5. When will KUTX 98.9 FM switch over to the new format? What will audiences hear on that frequency in the interim?
KUTX will become a noncommercial, public radio station and switch over to the new format sometime this fall, pending approval from the FCC. Border Media Partners will continue to program the station in the interim.
6. Will the new format include Oldies?
We’ll program KUTX 98.9 FM in a way that’s consistent with our goal of conveying the Austin music experience.
7. What is the KXBT 98.9 FM purchase price?
8. Where is KUT getting the $6M?
KUT, which currently carries no debt, is taking out a $4 million loan from the university. The remaining $2 million will come from new donor gifts and unrestricted KUT reserve funds.
9. Are any taxpayer funds being used for this purchase?
No. In fact, with the exception of approximately $500,000 annually in funding from the Corporation for Public Broadcasting, KUT does not receive any public money, including from the university.
10. What will happen to the KXBT employees?
Border Media is the best source for information on its employees. All KUT/KUTX jobs are posted on our employment page and anyone can apply.
11. How will KUT 90.5 FM programming change?
KUT 90.5 will become an all-news and information station giving us the opportunity to broaden and strengthen our public service mission. Listeners can expect to hear much of the same national news and public information programming currently on KUT, including NPR’s Morning Edition and All Things Considered, Fresh Air, Wait, Wait…Don’t Tell Me, A Prairie Home Companion and This American Life, among other national programs. This acquisition gives us room to broadcast more local and national news programs.
12. Will KUT need to hire more people?
While we’re still working out the details, we anticipate we will need to make a few hires. Check our employment page over the next six months for job postings.
13. What other markets have dual public radio stations?
In Texas Dallas (KERA, KXT), Houston (KUHF, KUHA) and San Antonio (KSTX, KPAC) operate dual stations. Other examples include Pittsburgh, Louisville and Minneapolis.
Austin is one of only two state capitals in a major market without a fulltime news and information public radio station. Central Texas has all the demographic and social attributes — high levels of education, political engagement, civic participation and a strong sense of place — needed for a full-time public radio news station to thrive.

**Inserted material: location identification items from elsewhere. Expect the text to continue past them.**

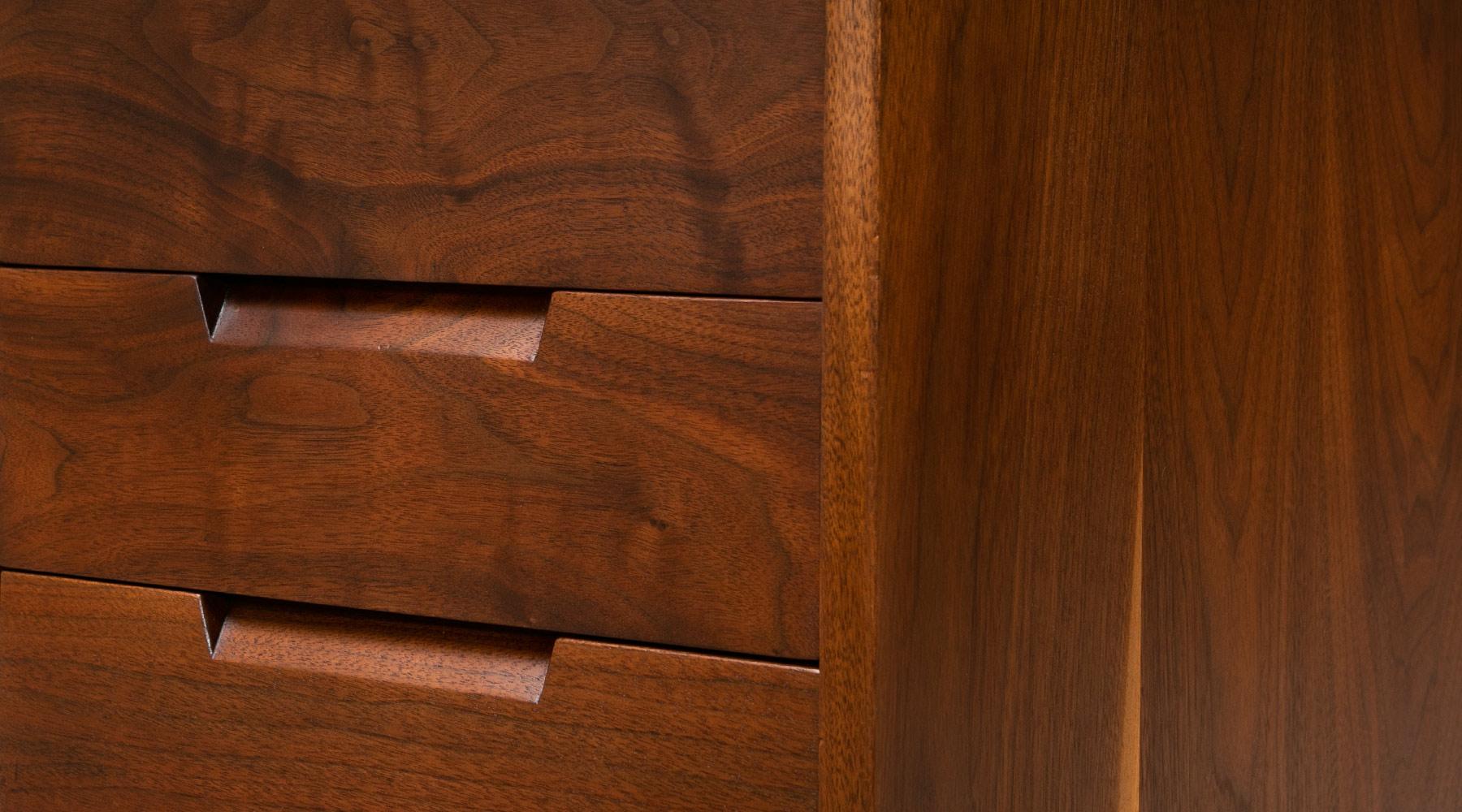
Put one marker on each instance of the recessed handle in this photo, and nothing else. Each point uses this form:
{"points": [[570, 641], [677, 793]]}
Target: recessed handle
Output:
{"points": [[504, 323], [456, 658]]}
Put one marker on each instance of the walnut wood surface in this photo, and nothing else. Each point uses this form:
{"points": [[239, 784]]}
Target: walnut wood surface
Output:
{"points": [[573, 144], [983, 404], [109, 700], [1303, 636], [650, 475]]}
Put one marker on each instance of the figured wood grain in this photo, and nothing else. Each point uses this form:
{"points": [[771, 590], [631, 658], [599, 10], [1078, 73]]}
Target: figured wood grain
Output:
{"points": [[983, 404], [109, 700], [650, 475], [642, 146], [1303, 561]]}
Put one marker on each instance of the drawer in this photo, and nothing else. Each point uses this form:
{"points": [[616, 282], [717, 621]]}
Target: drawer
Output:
{"points": [[626, 466], [119, 697], [570, 144]]}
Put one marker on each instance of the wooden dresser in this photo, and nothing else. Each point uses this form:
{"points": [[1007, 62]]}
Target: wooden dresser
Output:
{"points": [[731, 405]]}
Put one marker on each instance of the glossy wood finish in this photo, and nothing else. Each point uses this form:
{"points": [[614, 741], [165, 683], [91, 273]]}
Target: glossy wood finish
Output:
{"points": [[110, 700], [642, 146], [1303, 636], [651, 473], [983, 405]]}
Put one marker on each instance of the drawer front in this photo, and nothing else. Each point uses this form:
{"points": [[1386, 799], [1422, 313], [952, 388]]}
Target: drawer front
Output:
{"points": [[116, 697], [573, 144], [626, 466]]}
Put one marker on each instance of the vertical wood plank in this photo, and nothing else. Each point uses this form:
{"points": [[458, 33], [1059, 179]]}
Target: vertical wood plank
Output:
{"points": [[983, 400], [1303, 559]]}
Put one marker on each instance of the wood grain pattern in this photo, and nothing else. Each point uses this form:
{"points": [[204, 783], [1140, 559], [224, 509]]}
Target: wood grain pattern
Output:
{"points": [[573, 144], [983, 402], [1303, 645], [650, 475], [109, 700]]}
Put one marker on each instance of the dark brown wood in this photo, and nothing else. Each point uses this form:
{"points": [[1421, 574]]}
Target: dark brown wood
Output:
{"points": [[1303, 628], [109, 700], [643, 146], [626, 466], [983, 405]]}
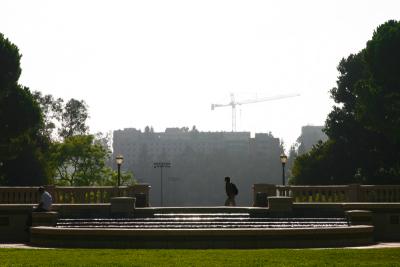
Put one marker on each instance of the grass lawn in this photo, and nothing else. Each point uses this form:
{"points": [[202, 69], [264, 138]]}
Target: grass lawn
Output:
{"points": [[214, 257]]}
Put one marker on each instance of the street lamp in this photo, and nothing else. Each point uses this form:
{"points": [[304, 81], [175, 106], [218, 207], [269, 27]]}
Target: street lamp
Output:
{"points": [[119, 160], [283, 161], [161, 165]]}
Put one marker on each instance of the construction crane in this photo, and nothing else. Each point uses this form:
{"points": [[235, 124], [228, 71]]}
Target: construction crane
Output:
{"points": [[235, 103]]}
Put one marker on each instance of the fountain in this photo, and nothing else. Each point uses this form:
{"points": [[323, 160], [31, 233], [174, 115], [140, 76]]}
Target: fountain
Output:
{"points": [[206, 227]]}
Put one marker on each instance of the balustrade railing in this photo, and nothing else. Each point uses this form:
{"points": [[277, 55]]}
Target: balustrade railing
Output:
{"points": [[332, 193], [76, 195]]}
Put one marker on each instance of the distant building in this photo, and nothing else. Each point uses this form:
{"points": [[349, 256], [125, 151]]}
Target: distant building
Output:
{"points": [[199, 161], [310, 135]]}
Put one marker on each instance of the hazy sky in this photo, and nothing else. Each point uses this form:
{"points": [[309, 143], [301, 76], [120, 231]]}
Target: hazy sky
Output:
{"points": [[163, 63]]}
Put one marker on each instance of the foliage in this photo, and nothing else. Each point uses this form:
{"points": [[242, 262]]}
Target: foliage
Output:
{"points": [[80, 160], [200, 257], [23, 147], [364, 128], [73, 119]]}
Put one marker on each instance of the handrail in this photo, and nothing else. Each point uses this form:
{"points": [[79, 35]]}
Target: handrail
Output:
{"points": [[75, 194], [332, 193]]}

14. By splitting services, won’t KUT end up losing listeners?
Because only a small portion of KUT listeners are music-exclusive we expect to gain new listeners for the all-news station. The 98.9 FM position on the dial — traditionally the commercial band — will enable KUTX to reach a broader music listening audience. Additionally, having two frequencies will enable us to cross-promote the stations.
15. In light of rapid changes in content delivery, how viable is radio in the future?
Radio is one of the most widely used media platforms in the U.S. Radio is free, universally available, easy-to-access and operate, and established as a trusted source for information, entertainment and companionship.
According to the radio ratings company Arbitron, “Radio consistently reaches 92 to 96 percent of virtually every demographic group.” With this market penetration and Austin’s population doubling roughly every 20 years the prospects for radio remain strong.
Our on-air broadcast is part of a portfolio of KUT services. We reach close to 300,000 people weekly through our on-air broadcast. Our online stream, iPhone app, website, live events, as well rebroadcasts of our content by other station across the state and around the nation, bring our reach to roughly 500,000 people each week.